Chastity and asceticism have invariably been in tandem with Ozu’s films, though they seem to be strange epithets to employ. Rather, Ozu clung to a dignity that was inherently Japanese in his films, a dignity that was severely wounded by the Second World War but was struggling to remain intact. Indeed, his protagonists are affable individuals and blithe in spirit, but the sense of fatigue and the wounds of morality permeate them, breeding an immensely textured characterization. Noriko is a blithe spirit who is content in remaining with her father, feeling no aspiration to be wed or to leave Skukichi. Her aunt insists on the contrary, however, which segues into another of Ozu’s: westernization. The anxieties of the postwar generation’s belief that Japanese culture would be corroded by the influence of the west are evinced by the aunt’s persistency, which can be inferred as a desperate attempt to restore the customs of a prewar Japan. Interestingly enough, the aunt depicts the potential husband as a “Gary Cooper look-a-like,” an assertion undoubtedly employed as evidence of the west’s influence in commerce and culture, especially film. “Late Spring” can essentially be viewed as a dialectic between generations and culture, though Ozu is far too tactful a craftsman to permit such notions leaden his film.

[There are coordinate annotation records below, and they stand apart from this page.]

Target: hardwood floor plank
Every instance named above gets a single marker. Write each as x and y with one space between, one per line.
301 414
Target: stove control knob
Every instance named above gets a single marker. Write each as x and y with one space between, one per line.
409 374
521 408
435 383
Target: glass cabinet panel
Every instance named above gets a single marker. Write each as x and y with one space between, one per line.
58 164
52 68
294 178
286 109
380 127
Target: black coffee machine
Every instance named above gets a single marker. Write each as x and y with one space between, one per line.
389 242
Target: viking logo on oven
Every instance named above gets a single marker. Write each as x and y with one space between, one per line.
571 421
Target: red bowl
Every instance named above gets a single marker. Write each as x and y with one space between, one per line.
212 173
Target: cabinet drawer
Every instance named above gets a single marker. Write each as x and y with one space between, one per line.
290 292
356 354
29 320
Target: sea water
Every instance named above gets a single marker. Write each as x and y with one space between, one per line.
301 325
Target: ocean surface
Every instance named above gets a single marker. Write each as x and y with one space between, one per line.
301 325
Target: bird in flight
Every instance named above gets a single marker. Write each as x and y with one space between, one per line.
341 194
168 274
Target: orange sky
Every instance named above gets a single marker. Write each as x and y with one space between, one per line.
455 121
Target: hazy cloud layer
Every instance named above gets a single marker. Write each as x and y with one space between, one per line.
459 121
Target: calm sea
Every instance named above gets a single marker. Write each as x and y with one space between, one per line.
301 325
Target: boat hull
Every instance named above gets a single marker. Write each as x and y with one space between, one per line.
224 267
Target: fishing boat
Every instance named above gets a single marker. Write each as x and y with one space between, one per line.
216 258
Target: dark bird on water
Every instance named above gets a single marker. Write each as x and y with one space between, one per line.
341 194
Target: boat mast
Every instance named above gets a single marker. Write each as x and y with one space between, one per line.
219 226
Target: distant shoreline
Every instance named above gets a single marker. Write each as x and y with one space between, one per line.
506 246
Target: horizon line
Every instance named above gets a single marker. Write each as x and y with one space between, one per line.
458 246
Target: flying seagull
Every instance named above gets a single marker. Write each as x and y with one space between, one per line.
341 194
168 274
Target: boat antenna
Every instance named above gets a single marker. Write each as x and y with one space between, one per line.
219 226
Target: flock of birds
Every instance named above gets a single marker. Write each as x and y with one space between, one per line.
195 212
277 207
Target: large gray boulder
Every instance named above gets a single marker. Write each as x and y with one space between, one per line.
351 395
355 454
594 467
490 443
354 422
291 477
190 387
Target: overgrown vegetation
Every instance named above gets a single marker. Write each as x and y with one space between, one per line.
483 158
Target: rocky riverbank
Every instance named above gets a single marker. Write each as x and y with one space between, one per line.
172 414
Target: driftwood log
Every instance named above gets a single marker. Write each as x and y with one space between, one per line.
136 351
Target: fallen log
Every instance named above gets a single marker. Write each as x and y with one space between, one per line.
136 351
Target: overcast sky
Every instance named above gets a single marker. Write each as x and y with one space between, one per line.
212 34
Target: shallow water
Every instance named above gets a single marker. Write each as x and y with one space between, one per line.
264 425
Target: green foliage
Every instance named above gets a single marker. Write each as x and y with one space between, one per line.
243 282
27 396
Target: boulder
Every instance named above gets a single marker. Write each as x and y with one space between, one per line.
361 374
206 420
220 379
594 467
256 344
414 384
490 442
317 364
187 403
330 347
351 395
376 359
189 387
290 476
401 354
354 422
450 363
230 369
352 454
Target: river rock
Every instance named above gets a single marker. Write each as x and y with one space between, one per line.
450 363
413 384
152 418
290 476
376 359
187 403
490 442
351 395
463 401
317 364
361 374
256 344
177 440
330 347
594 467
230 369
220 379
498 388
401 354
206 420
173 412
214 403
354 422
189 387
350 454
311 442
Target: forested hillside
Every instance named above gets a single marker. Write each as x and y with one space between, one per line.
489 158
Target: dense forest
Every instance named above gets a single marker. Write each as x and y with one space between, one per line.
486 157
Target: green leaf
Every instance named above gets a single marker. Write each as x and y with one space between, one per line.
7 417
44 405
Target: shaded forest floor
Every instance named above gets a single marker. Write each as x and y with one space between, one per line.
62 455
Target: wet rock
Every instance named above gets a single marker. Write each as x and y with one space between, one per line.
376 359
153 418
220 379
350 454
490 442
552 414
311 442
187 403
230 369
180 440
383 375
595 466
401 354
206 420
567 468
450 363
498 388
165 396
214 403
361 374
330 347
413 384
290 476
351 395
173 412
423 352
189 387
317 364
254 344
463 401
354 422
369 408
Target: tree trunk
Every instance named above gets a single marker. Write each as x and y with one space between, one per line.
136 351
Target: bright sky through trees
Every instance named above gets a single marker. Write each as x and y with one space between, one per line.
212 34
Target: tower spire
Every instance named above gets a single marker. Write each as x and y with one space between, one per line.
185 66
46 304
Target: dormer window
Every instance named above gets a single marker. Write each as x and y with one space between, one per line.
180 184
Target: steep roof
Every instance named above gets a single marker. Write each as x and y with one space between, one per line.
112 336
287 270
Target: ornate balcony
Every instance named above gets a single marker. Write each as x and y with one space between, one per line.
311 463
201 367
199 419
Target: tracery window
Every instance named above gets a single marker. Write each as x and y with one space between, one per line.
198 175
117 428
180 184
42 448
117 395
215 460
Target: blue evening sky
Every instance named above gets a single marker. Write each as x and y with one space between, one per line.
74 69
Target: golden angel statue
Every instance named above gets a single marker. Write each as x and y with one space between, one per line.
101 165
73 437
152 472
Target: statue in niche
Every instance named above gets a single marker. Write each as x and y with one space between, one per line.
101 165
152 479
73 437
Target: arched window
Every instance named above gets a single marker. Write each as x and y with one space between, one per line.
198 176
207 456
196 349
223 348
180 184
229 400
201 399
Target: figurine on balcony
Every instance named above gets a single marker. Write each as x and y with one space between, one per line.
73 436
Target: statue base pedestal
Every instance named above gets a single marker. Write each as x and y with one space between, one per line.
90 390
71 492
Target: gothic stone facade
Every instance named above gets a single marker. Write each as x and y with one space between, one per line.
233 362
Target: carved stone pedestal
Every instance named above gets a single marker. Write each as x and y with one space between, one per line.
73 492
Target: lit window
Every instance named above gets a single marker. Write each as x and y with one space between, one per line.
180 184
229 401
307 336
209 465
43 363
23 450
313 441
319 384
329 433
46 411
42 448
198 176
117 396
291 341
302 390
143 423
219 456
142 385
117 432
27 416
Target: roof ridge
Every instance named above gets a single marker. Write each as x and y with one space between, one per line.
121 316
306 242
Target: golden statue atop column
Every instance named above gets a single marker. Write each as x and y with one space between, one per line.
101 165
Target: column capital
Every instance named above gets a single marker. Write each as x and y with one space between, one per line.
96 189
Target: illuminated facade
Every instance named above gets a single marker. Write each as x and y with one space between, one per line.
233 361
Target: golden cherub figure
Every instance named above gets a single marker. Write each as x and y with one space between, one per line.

Those who are acquainted with Ozu are acquainted with his style as well as morals, with “Late Spring” being his nascent stage of stylistic mise-en-scene. Ozu’s fondness for circumventing the conventional 180 degree camera position is extant here, preferring the tatami mat shots to a strictly horizontal line of sight. If a dialogue occurs, Ozu situates the camera between the interlocutors, both of whom break the fourth wall in the process. While it may be too convenient to aver, Ozu’s camera is certainly not a protagonist or a participant, but a moral impetus that simultaneously remains stationary. Films are no more catered to the viewer as religion is to the parishioner; indeed, films are the invitation to sit with the director and his movie. The ensuing film may be distasteful, revolting, sublime or revelatory, and as a guest you are obliged to either remain or leave throughout its course. But you remain the guest throughout, and whether or not you find reverence in the film should not be the filmmaker’s concern. In this regard, Ozu’s film is an invitation, and the camera notifies us of that through its inert observation, its sympathetic and tender revelations, and its lingering ruminations.
In retrospect, “Late Spring” has more resonance with the father than with the daughter, though the two seem to embody a humanistic ambit with one another. Time is precious to him, and “Late Spring”exists as a threshold of alteration, which is all the more palpable to the elder father. Mono no aware (the belief in the inherent transience of things) permeates “Late Spring” (as it would for the remainder of Ozu’s career), and the simultaneous dignity and melancholy of such a concept unifies these characters. Time’s immutability is juxtaposed in scenes of stationary bicycles, rustling tree limbs, vacant homes, and serene waves, which is as much an example of the indicative aesthetic of the silent era (which Ozu was a member of) as it is the existence of time. Ozu’s humanism and dignified pace will undoubtedly stultify those who are accustomed to the ersatz conventionalism and trite moral leanings that commercial film studios are exponents of, but persevere nonetheless, and Ozu will seem as authentic and poetic as any in cinema. “Late Spring”can attest to this.